Chapter 18: It's a Small World

Rise Above Chapter 18

A good product knows no national boundaries. - Hideo Sugiura, Former Honda Chairman

Early in the life of our business, when the first lift customers were coming to Indiana from Texas, Massachusetts, and other areas of the country, I knew our products would have wide appeal everywhere we offered them—and not just in the United States. After all, disability doesn’t care where you live, and neither should mobility.

As a smaller, more nimble entrepreneurial company, extending our reach across international borders made sense. By going into other geographies, we could tap into local markets that otherwise would not have been available to us. I’d read that 75 percent of U.S. exports came from small businesses; if that were true, why couldn’t ours be one of them?

I asked myself, Where should we go, how would we get there, and when?

While we didn’t begin our overseas expansion until the 1980s and our products are now available most everywhere in the world, the seeds were planted a full 10 years earlier when I got a call from a paraplegic former U.S. Air Force fighter pilot living in Canada. He had seen my ad in Accent on Living and thought I might be able to convert his new Dodge van on his drive south from Canada to Costa Rica to spend the winter.

Like the story of Don Collins, this one is a cautionary tale that took many years and numerous twists and was a contributing factor behind our move to open a facility in Florida, after which California, New Jersey, and overseas countries quickly followed.

The disabled veteran pilot had a camper conversion in his Dodge van and planned to sleep in it on his way south to Costa Rica. He wanted to sleep in it in my parents’ garage while we installed a lift for him. When I asked him how he was going to pay for it, he said the VA would send me a check for the full amount. This was the first-ever sale to the VA on behalf of a Vietnam veteran, so I did not know what to make of it in the beginning.
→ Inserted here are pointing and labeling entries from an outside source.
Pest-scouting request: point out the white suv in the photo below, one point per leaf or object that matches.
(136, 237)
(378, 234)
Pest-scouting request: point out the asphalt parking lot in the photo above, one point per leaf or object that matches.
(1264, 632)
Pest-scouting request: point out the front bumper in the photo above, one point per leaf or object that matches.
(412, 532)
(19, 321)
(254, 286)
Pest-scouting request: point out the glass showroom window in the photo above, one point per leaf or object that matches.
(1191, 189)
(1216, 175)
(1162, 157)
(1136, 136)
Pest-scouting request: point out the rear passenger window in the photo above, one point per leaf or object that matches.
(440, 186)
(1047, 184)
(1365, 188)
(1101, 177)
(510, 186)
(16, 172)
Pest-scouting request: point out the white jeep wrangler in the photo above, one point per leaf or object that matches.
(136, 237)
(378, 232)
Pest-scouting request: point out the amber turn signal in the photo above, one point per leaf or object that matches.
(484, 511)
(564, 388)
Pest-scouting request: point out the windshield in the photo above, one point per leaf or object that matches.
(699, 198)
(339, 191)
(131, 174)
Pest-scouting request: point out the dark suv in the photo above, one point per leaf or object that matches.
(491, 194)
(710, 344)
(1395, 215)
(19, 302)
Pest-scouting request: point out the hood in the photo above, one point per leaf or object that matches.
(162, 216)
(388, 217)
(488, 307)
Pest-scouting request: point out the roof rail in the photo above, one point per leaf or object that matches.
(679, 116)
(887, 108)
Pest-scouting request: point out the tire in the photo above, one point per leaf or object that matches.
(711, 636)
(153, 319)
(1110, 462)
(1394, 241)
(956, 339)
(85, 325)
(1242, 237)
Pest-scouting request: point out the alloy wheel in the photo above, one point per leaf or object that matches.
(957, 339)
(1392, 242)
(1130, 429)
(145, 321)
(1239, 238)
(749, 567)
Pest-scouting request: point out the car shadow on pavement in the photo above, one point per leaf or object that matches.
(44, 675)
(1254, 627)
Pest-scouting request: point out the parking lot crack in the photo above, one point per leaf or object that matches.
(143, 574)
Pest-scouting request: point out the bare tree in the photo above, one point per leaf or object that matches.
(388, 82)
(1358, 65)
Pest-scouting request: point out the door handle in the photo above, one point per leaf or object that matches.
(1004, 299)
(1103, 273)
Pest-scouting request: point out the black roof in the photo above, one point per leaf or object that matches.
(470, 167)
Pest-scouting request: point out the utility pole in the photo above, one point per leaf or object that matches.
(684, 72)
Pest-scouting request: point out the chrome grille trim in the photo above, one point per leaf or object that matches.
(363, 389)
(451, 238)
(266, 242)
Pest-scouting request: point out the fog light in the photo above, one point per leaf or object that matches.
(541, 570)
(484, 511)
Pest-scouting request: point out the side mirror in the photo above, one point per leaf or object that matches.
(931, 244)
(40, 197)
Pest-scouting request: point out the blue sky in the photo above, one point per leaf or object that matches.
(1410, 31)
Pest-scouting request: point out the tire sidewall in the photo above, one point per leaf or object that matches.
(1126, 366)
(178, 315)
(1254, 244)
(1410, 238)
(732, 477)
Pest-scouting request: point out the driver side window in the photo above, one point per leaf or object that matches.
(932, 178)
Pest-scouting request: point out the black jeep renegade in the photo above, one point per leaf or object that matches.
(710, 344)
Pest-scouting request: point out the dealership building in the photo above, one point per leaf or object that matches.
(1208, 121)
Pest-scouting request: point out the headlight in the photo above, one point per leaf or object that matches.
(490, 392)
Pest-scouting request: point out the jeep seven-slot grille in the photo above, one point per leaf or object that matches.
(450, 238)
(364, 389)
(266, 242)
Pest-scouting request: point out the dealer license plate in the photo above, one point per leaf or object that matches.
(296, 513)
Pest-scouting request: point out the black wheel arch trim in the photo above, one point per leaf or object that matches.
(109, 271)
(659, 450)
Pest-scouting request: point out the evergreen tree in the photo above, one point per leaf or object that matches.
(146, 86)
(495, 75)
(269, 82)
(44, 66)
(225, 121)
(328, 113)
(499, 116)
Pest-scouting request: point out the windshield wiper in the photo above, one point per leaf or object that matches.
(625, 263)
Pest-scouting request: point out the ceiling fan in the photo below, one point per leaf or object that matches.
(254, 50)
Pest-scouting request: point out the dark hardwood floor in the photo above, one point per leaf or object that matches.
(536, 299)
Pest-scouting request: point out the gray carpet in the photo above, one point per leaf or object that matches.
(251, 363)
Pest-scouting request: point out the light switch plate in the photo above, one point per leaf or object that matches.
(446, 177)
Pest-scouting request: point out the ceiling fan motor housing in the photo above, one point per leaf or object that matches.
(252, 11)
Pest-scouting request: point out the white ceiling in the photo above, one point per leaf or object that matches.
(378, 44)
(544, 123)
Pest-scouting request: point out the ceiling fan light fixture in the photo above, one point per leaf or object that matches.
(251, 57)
While he slept in his van in the garage for the two weeks I worked, I talked to the VA and exchanged a lot of paperwork. Finally, I was convinced there was a good possibility I would get paid for it. I reasoned that if the VA funded the conversion, with the amount of veterans who were returning home disabled, this would set a precedent and open the door to even more of these deals as time went on.

I finished the job and sent the pilot on his way to Costa Rica. Before he left, he gave me a personal check and told me not to cash it unless the money did not come in from the VA. He said he knew a lot of people in Washington, and I knew he had a tremendous gift of manipulation, so I thought if anybody could get the funding, it would be him.

Two months later, I got the check from the VA and a call from the pilot. He had been thinking the same way I had; if the VA had paid for his van conversion, with the amount of disabled veterans out there, a lot more funding would be available. He had an idea: he would buy a bunch of vans and ship them to me in Winamac for conversion, and then he would sell them under the name Speedy Wagon. It sounded like a viable plan to me and another route to market for my lifts, albeit under a private label, so I agreed to it.

Within two months, he started running advertisements in Accent on Living—to compete against me. They ran on facing pages, and both ads featured the same product, with one difference: he doubled his photograph so it looked like he had twice as many vans as me. Our customers were, understandably, very confused.

This odd competition went on for a year or so, but I kept converting his vans because it was also helping me grow my business. Then the relationship started to get a little squishy. His customers started calling me directly because he had promised them earlier delivery, custom work, and other things that we hadn’t agreed upon. He also started stringing me along on his payments; he was floating my money.

I started to back away from the relationship. When I did, the pilot started buying electric lifts from a man in Canada by smuggling them across the border late at night, driving them to a plant in St. Louis, and installing them. Before long, he had really cut into my business from the VA.

Not long after, the pilot started to string along the Canadian lift manufacturer, and their relationship turned sour. When the Canadian man ended that relationship, the pilot took the electric lift to a machine shop and had it reverse-engineered; in other words, he copied it. But when he copied it, he cut corners and used cheaper materials, and as a result, it got butchered.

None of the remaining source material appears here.